Agrega que al no aceptar las discrepancias, los legisladores perredistas reflejan “su incapacidad para tejer propuestas positivas. Cualquier actividad pública de la Iglesia les molesta, como si los que pertenecen a ésta no tuvieran derecho, también, a externar su punto de vista.
“Se quejan de que los católicos quieren imponer sus criterios morales como leyes de vida, y la verdad es que los congresistas del PRD y del PT, sin empacho alguno, sí han elevado sus gustos a rango legal. La responsabilidad con la naturaleza debería ser mayor a cualquier criterio subjetivo”, advierte.
“Parece que las leyes que se han preocupado de aprobar están marcadas con el signo del conflicto, aunque con el membrete falaz de tolerancia y protección a los derechos humanos. Dicen defenderla, pero son los más intolerantes. No conocemos alguna ley que hayan promovido que tienda a favorecer el bien común”, acusa el Semanario.
Más adelante refiere que las propuestas de estas fuerzas políticas carecen de sentido común, son perjudiciales y sin respeto a las instituciones, “despreciando cualquier orden moral”.
El editorial resalta que “no acaban de digerir su fracaso en las elecciones de 2006. Le achacan su derrota a la intervención de la Iglesia y creen que este es un modo de venganza”, cuando ellos mismos labraron su debacle.

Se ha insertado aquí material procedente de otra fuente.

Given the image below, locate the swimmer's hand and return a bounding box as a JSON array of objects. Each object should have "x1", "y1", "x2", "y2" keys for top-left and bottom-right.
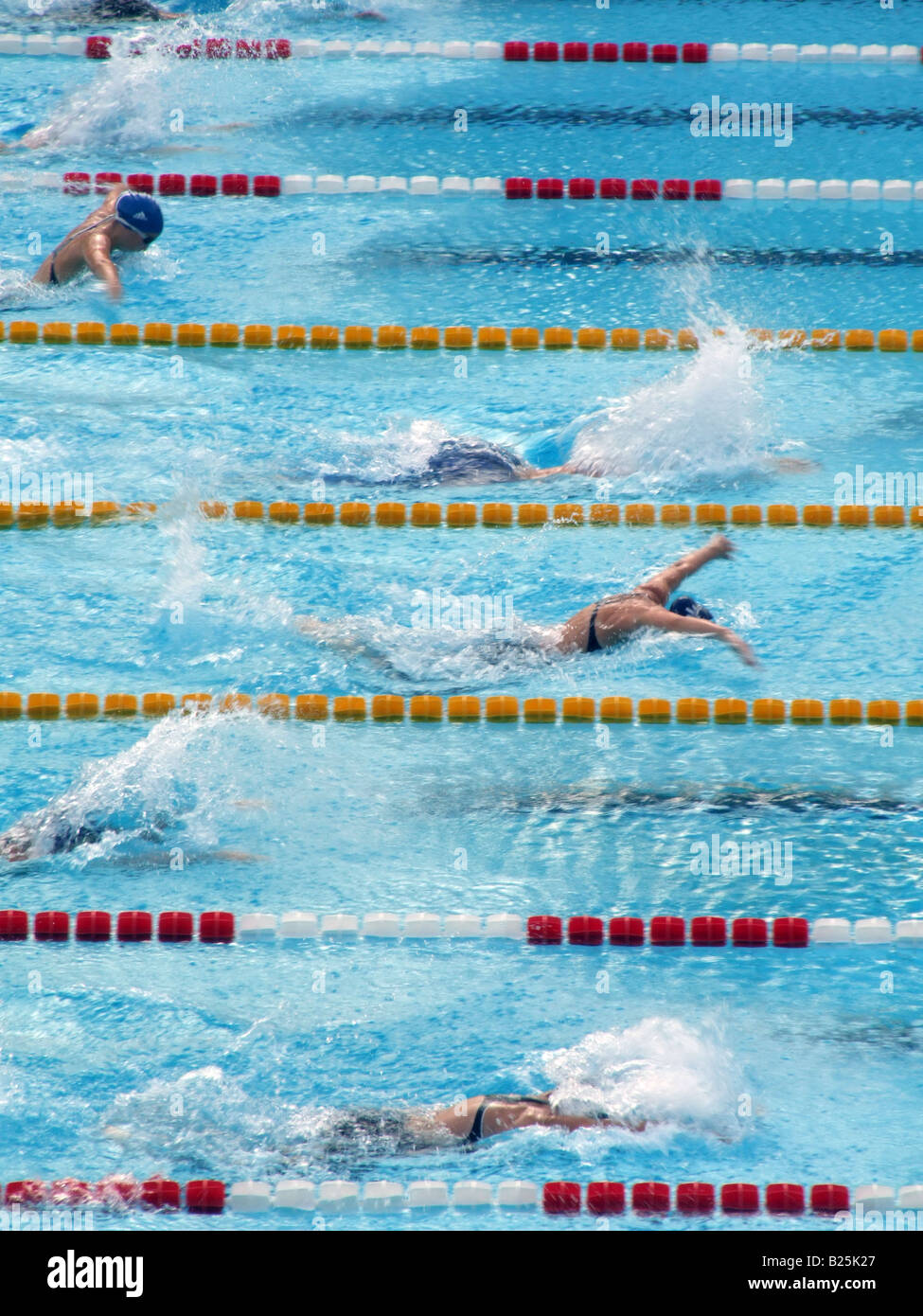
[
  {"x1": 721, "y1": 629, "x2": 760, "y2": 667},
  {"x1": 706, "y1": 534, "x2": 736, "y2": 558}
]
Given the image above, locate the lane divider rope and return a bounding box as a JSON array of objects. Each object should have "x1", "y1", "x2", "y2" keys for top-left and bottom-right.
[
  {"x1": 0, "y1": 33, "x2": 923, "y2": 66},
  {"x1": 0, "y1": 320, "x2": 923, "y2": 353},
  {"x1": 0, "y1": 691, "x2": 923, "y2": 726},
  {"x1": 0, "y1": 909, "x2": 923, "y2": 949},
  {"x1": 0, "y1": 499, "x2": 923, "y2": 530},
  {"x1": 7, "y1": 169, "x2": 923, "y2": 203},
  {"x1": 3, "y1": 1175, "x2": 923, "y2": 1216}
]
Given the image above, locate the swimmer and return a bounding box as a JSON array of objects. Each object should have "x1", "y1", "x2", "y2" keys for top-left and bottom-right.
[
  {"x1": 308, "y1": 438, "x2": 814, "y2": 489},
  {"x1": 298, "y1": 1091, "x2": 648, "y2": 1155},
  {"x1": 31, "y1": 183, "x2": 163, "y2": 301},
  {"x1": 293, "y1": 534, "x2": 760, "y2": 667},
  {"x1": 557, "y1": 534, "x2": 758, "y2": 667}
]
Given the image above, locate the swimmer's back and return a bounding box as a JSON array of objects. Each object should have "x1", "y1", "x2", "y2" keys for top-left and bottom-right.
[{"x1": 422, "y1": 438, "x2": 529, "y2": 485}]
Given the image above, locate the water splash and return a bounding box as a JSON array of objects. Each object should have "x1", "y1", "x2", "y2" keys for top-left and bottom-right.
[
  {"x1": 563, "y1": 329, "x2": 772, "y2": 492},
  {"x1": 539, "y1": 1017, "x2": 741, "y2": 1137}
]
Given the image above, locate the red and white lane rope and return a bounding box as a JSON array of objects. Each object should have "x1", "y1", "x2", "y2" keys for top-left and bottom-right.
[
  {"x1": 0, "y1": 909, "x2": 923, "y2": 949},
  {"x1": 3, "y1": 1175, "x2": 923, "y2": 1216},
  {"x1": 0, "y1": 169, "x2": 923, "y2": 203},
  {"x1": 0, "y1": 33, "x2": 923, "y2": 66}
]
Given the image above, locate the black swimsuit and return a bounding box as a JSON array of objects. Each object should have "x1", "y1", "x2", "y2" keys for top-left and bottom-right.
[{"x1": 462, "y1": 1093, "x2": 552, "y2": 1147}]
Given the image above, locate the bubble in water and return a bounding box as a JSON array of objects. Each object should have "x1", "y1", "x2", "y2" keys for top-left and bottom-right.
[
  {"x1": 540, "y1": 1017, "x2": 740, "y2": 1134},
  {"x1": 567, "y1": 330, "x2": 771, "y2": 492}
]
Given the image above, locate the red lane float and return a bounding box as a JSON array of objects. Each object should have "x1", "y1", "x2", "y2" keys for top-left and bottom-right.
[
  {"x1": 0, "y1": 1174, "x2": 868, "y2": 1216},
  {"x1": 0, "y1": 909, "x2": 895, "y2": 951}
]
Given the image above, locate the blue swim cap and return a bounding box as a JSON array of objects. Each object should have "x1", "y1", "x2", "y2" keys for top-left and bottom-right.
[
  {"x1": 115, "y1": 192, "x2": 163, "y2": 242},
  {"x1": 670, "y1": 594, "x2": 715, "y2": 621}
]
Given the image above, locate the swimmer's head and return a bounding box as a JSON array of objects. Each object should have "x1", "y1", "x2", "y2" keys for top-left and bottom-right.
[
  {"x1": 670, "y1": 594, "x2": 715, "y2": 621},
  {"x1": 115, "y1": 192, "x2": 163, "y2": 250}
]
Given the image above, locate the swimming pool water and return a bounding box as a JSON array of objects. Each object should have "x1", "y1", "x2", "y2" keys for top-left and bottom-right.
[{"x1": 0, "y1": 0, "x2": 923, "y2": 1229}]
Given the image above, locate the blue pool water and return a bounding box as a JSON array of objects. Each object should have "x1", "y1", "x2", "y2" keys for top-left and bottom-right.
[{"x1": 0, "y1": 0, "x2": 923, "y2": 1229}]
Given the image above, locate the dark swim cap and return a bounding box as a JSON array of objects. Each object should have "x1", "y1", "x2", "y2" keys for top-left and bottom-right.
[
  {"x1": 670, "y1": 594, "x2": 715, "y2": 621},
  {"x1": 115, "y1": 192, "x2": 163, "y2": 242}
]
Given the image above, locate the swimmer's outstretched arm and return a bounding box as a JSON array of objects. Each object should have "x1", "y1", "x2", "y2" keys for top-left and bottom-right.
[
  {"x1": 634, "y1": 605, "x2": 760, "y2": 667},
  {"x1": 644, "y1": 534, "x2": 734, "y2": 603}
]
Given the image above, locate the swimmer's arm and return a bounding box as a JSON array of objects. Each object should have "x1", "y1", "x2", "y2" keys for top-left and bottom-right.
[
  {"x1": 84, "y1": 234, "x2": 122, "y2": 301},
  {"x1": 636, "y1": 608, "x2": 760, "y2": 667}
]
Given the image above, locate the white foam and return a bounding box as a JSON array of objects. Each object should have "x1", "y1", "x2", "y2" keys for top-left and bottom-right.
[
  {"x1": 569, "y1": 330, "x2": 771, "y2": 492},
  {"x1": 540, "y1": 1017, "x2": 740, "y2": 1136}
]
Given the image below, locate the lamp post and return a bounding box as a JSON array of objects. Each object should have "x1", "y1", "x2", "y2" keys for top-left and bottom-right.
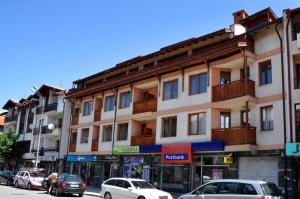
[{"x1": 31, "y1": 86, "x2": 45, "y2": 168}]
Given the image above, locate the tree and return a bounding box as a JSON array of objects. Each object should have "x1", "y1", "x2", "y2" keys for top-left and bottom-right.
[{"x1": 0, "y1": 129, "x2": 26, "y2": 168}]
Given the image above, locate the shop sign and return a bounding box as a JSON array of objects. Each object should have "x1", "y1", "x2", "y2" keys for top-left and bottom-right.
[
  {"x1": 162, "y1": 144, "x2": 192, "y2": 163},
  {"x1": 113, "y1": 146, "x2": 140, "y2": 154},
  {"x1": 67, "y1": 155, "x2": 97, "y2": 162},
  {"x1": 285, "y1": 142, "x2": 300, "y2": 156}
]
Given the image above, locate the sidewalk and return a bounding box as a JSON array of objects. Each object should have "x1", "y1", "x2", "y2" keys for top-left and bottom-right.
[{"x1": 84, "y1": 186, "x2": 100, "y2": 197}]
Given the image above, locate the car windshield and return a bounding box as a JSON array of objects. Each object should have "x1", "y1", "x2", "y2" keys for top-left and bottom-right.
[
  {"x1": 261, "y1": 183, "x2": 281, "y2": 196},
  {"x1": 131, "y1": 181, "x2": 155, "y2": 189},
  {"x1": 64, "y1": 175, "x2": 81, "y2": 182},
  {"x1": 30, "y1": 172, "x2": 45, "y2": 178}
]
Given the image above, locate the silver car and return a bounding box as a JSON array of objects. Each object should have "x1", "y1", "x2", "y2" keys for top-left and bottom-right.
[{"x1": 179, "y1": 179, "x2": 282, "y2": 199}]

En seguida lamenta que no se tenga una verdadera izquierda que ponga en la mesa de la discusión, con argumentos sólidos, con ideología y doctrinas claras que miren al bien de todos como contrapeso, por ejemplo, al capitalismo y al liberalismo deshumanizante, “pero no, se han aliado a propuestas despersonalizadoras” y se regodean en el conflicto y la confrontación.
El arzobispado tapatío asegura que la izquierda mexicana siempre se asume como víctima, “rayando en cierto delirio de persecución. Aducen laicidad del Estado contra la opinión de algún miembro de la Iglesia y sus mejores argumentos son las descalificaciones, no las razones, por lo que acusan por igual a los eclesiásticos de oscurantistas o pedófilos”.